In the failing hearts in the present study we found that glibenclamide caused significant reductions of the PCr/ATP ratio and ATP production rate and that this was associated with tissue hypoxia. The degree to which these HEP changes were the result of hypoperfusion caused by glibenclamide vs. impairment of the ability of the myocardium to respond to the reduced oxygen availability is uncertain. It is of interest that the magnitude of the loss of PCr in response to glibenclamide in these failing hearts was very similar to that previously observed in normal hearts. This suggests that although the decrease in myocardial blood flow in response to glibenclamide was greater in the failing hearts than in normal hearts, the metabolic adjustment to this reduction of oxygen delivery was similar to normal hearts.

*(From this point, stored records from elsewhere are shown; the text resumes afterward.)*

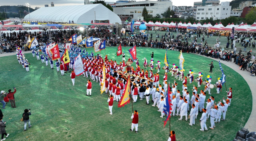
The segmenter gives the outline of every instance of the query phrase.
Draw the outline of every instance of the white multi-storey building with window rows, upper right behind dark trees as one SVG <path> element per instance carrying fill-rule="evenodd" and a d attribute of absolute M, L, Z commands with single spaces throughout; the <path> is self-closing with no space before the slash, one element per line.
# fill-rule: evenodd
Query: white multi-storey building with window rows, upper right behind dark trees
<path fill-rule="evenodd" d="M 197 6 L 196 7 L 196 20 L 210 19 L 225 19 L 230 17 L 231 6 L 230 2 L 221 2 L 218 6 Z"/>

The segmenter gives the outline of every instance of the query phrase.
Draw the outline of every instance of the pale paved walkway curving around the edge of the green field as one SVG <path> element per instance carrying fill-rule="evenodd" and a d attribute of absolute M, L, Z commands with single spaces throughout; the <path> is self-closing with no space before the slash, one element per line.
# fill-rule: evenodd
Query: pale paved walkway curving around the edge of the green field
<path fill-rule="evenodd" d="M 24 52 L 24 54 L 27 54 L 27 53 L 32 53 L 32 51 Z M 16 52 L 0 54 L 0 57 L 11 56 L 11 55 L 16 55 Z M 218 59 L 214 59 L 211 57 L 207 57 L 207 58 L 219 61 Z M 240 71 L 238 69 L 239 66 L 237 66 L 235 63 L 226 62 L 226 61 L 222 61 L 221 63 L 225 64 L 226 66 L 232 68 L 234 71 L 238 72 L 242 77 L 244 77 L 244 79 L 248 83 L 248 85 L 252 91 L 252 113 L 251 113 L 246 125 L 244 126 L 244 128 L 248 129 L 251 132 L 256 131 L 256 102 L 254 102 L 256 100 L 256 87 L 255 87 L 255 85 L 256 85 L 255 77 L 256 76 L 255 77 L 250 76 L 250 73 L 248 71 Z"/>

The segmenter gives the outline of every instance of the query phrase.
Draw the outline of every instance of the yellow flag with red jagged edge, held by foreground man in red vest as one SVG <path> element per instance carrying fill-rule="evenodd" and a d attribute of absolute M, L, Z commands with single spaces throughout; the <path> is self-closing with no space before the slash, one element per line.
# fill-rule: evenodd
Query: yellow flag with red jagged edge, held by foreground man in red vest
<path fill-rule="evenodd" d="M 118 102 L 117 107 L 124 107 L 127 103 L 130 103 L 130 93 L 131 93 L 131 82 L 130 82 L 130 75 L 128 76 L 128 81 L 124 87 L 124 93 L 123 96 L 121 97 L 121 101 Z"/>

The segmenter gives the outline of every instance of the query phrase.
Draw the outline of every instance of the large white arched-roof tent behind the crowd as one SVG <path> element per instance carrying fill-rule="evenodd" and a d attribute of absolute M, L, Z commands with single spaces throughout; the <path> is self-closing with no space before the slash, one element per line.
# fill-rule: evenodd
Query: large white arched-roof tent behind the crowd
<path fill-rule="evenodd" d="M 95 18 L 96 21 L 109 20 L 110 24 L 122 23 L 118 15 L 102 4 L 42 7 L 27 14 L 24 20 L 86 24 Z"/>

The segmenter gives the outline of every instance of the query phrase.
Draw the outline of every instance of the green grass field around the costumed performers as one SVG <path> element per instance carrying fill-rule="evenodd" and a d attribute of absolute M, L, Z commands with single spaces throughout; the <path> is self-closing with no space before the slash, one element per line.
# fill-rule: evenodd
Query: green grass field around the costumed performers
<path fill-rule="evenodd" d="M 117 47 L 107 47 L 108 58 L 120 62 L 122 58 L 115 58 Z M 130 57 L 128 49 L 126 60 Z M 90 52 L 92 48 L 88 49 Z M 137 48 L 137 56 L 142 66 L 142 58 L 150 60 L 150 52 L 154 52 L 155 63 L 160 60 L 161 67 L 164 66 L 165 50 L 152 48 Z M 178 64 L 179 52 L 168 50 L 170 64 Z M 103 53 L 104 55 L 104 53 Z M 212 83 L 221 77 L 218 62 L 214 61 L 213 73 L 209 73 L 209 65 L 212 61 L 195 54 L 183 54 L 185 72 L 194 70 L 194 76 L 203 72 L 203 78 L 212 75 Z M 168 139 L 169 123 L 163 128 L 164 119 L 160 118 L 157 107 L 146 105 L 146 99 L 133 103 L 134 109 L 139 113 L 139 133 L 130 132 L 132 119 L 132 105 L 127 104 L 123 108 L 117 108 L 116 102 L 113 105 L 113 115 L 109 114 L 105 94 L 100 95 L 100 85 L 93 81 L 92 96 L 86 96 L 86 77 L 78 76 L 75 85 L 72 85 L 70 73 L 56 72 L 49 66 L 41 63 L 32 54 L 26 54 L 26 59 L 31 63 L 30 71 L 27 72 L 22 65 L 18 64 L 16 56 L 1 57 L 0 74 L 1 90 L 8 91 L 16 87 L 16 106 L 12 109 L 10 103 L 6 109 L 2 109 L 6 123 L 6 131 L 10 137 L 6 140 L 12 141 L 165 141 Z M 149 61 L 148 61 L 149 63 Z M 135 64 L 132 64 L 135 66 Z M 227 87 L 233 88 L 233 99 L 228 107 L 226 121 L 216 123 L 214 130 L 200 131 L 199 113 L 196 125 L 188 125 L 189 121 L 179 121 L 177 116 L 171 117 L 171 130 L 176 132 L 178 141 L 230 141 L 236 136 L 240 127 L 244 127 L 252 111 L 252 93 L 246 81 L 241 75 L 231 68 L 222 64 L 227 75 Z M 154 70 L 154 73 L 156 70 Z M 160 70 L 160 83 L 163 81 L 164 71 Z M 168 74 L 168 80 L 173 83 L 174 77 Z M 197 85 L 196 82 L 188 84 L 188 89 Z M 203 87 L 201 87 L 202 89 Z M 182 89 L 182 81 L 178 81 L 178 89 Z M 199 91 L 201 89 L 198 89 Z M 216 94 L 216 89 L 211 90 L 215 101 L 222 97 L 226 98 L 226 89 L 223 87 L 221 94 Z M 209 98 L 210 95 L 206 95 Z M 190 95 L 191 97 L 191 95 Z M 152 97 L 151 97 L 152 98 Z M 151 101 L 151 99 L 150 99 Z M 206 104 L 205 104 L 206 105 Z M 20 121 L 24 109 L 31 109 L 30 121 L 32 128 L 23 131 L 24 123 Z M 210 126 L 210 120 L 206 122 Z"/>

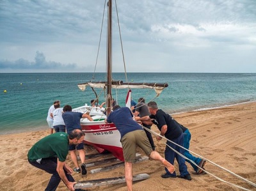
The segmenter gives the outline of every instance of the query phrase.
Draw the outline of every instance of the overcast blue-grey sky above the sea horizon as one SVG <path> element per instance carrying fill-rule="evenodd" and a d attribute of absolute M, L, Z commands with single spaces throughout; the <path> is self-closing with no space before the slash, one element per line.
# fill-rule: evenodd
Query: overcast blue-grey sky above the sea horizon
<path fill-rule="evenodd" d="M 256 72 L 255 0 L 116 3 L 127 72 Z M 0 0 L 0 73 L 93 72 L 103 10 L 104 0 Z M 113 72 L 124 72 L 113 10 Z M 102 32 L 96 72 L 105 42 Z"/>

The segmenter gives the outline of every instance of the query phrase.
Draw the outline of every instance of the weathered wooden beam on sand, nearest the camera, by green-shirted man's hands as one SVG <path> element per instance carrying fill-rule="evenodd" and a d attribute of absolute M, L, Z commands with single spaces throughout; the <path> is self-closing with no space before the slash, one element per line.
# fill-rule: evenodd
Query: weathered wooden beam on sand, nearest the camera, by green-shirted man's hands
<path fill-rule="evenodd" d="M 135 176 L 132 176 L 132 181 L 139 181 L 139 180 L 145 180 L 148 179 L 148 174 L 136 174 Z M 99 187 L 104 185 L 114 185 L 119 183 L 125 183 L 125 177 L 114 177 L 114 178 L 102 178 L 98 180 L 86 180 L 86 181 L 77 181 L 77 183 L 74 185 L 75 189 L 79 188 L 91 188 L 91 187 Z"/>

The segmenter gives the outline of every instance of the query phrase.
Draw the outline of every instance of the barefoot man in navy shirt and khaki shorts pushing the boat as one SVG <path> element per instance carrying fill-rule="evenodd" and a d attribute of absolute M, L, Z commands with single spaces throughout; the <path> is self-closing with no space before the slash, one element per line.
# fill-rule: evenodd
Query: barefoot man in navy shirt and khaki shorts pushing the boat
<path fill-rule="evenodd" d="M 165 160 L 157 151 L 153 151 L 145 131 L 133 119 L 133 114 L 128 107 L 115 105 L 106 119 L 106 123 L 114 123 L 121 134 L 121 142 L 125 161 L 125 181 L 127 190 L 132 190 L 132 162 L 136 159 L 136 146 L 139 146 L 153 160 L 161 162 L 168 172 L 175 171 L 174 166 Z"/>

The coronary vasoconstriction and decreased coronary flow caused by K_ATP channel blockade appears to augment adenosine production in the heart. Samaha et al ⁹ reported that in anesthetized open chest normal dogs intracoronary glibenclamide caused an oscillating pattern of coronary blood flow with periods of decreased flow alternating with intervals of increased flow. Using 31P NMR spectroscopy to measure myocardial HEP, they found that PCr/ATP ratios fell during the flow troughs and increased during the flow peaks while Pi/ATP ratios changed in a reciprocal manner. Both the oscillations of blood flow and HEP changes were abolished by 8-phenyltheophylline, demonstrating that adenosine acted to modulate the effect of K_ATP channel blockade. For this reason, in insure stable HEP measurements in the present study adenosine receptor blockade was established prior to NMR spectroscopy to remove possible interfering effects of adenosine on the HEP measurements.

Conclusions

K_ATP channels but not adenosine receptors are important in maintaining the balance between oxygen delivery and demand in the failing heart.